Two additional capabilities are also reaching general availability: graph in Fabric, which models the intricate relationships between business entities and systems, and planning in Fabric, expected later this month. The planning capability is particularly noteworthy as its outputs can be written back into Fabric, providing agents with a closed-loop view of the business that encompasses historical data from OneLake, real-time signals, and forward-looking forecasts. Netz eloquently summarized the temporal coverage achieved: "We had the past. We had the present. The missing piece was the future – what is supposed to happen. Now the ontology can really cover all the tenses."

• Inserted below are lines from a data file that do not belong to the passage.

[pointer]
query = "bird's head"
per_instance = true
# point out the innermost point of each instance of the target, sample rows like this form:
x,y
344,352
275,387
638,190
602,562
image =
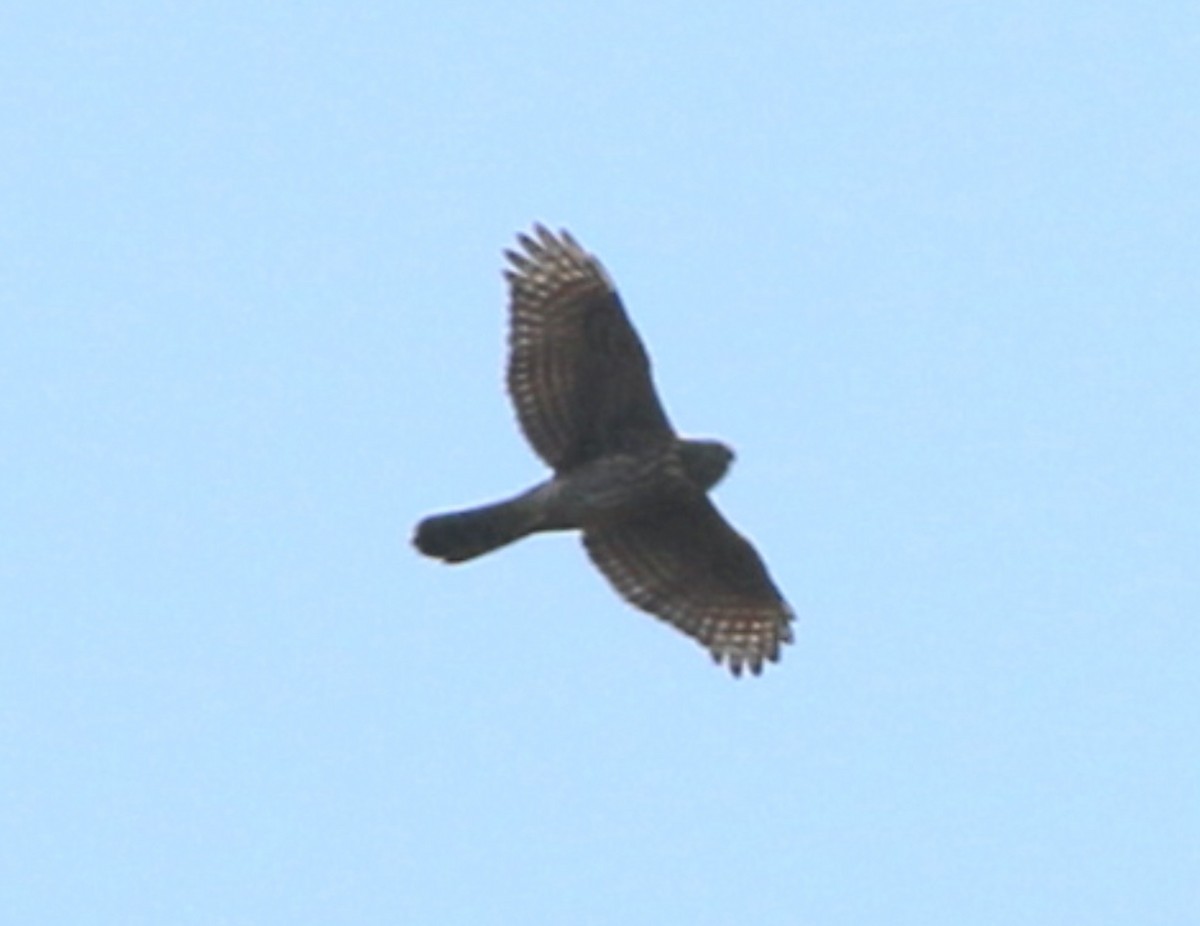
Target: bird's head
x,y
706,462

The Platform Story: A Unified Approach to Enterprise AI
Microsoft’s overarching narrative at Build 2026 positions Fabric as both the foundational data infrastructure and the deployment environment for enterprise AI. This unified platform is designed to handle both operational and analytical workloads, a strategic differentiation that Netz highlighted when contrasting Fabric with competitors like Snowflake and Databricks, which he characterized as primarily analytical in focus. The core argument is that for agents to effectively build and run applications, they require a single platform that can manage both aspects, underpinned by shared contextual understanding.
A new Database Hub within Fabric, currently in private preview, will centralize the management of Microsoft’s diverse database portfolio, including HorizonDB, Azure Database for PostgreSQL, and Azure Cosmos DB. Data from these sources will be mirrored to OneLake, further enhancing data accessibility and integration. Azure Cosmos DB also received significant Build announcements, with its Linux Emulator now generally available and new AI capabilities, including semantic reranking and an agent memory toolkit, in preview. OpenAI, which has selected Cosmos DB as its primary operational database, was cited as a key reference customer.
Further extending the platform’s capabilities, Microsoft announced Rayfin, a new open-source SDK and CLI enabling developers and coding agents to build enterprise-grade application backends and deploy them directly to Fabric. A partnership with Replit will bring vibe-coded apps into the platform, further simplifying the development and deployment pipeline.
The implications of Microsoft’s strategy are far-reaching. By focusing on the data context layer, Microsoft is aiming to democratize the creation and deployment of powerful, context-aware AI agents within enterprises. The integration of GPU acceleration into data warehousing promises to unlock new levels of performance for analytical workloads, while the general availability of Fabric IQ and its broad integration across Microsoft’s product suite signals a commitment to embedding AI understanding deeply into everyday business workflows. This unified platform approach, encompassing data management, AI model deployment, and operational execution, positions Microsoft Fabric as a compelling contender in the rapidly evolving landscape of enterprise AI. The company’s strategic investments in databases, data warehousing, and semantic layers underscore a clear vision: to move beyond simply providing AI models to enabling AI agents that can function as true digital employees, deeply integrated and intelligently informed within the fabric of any organization.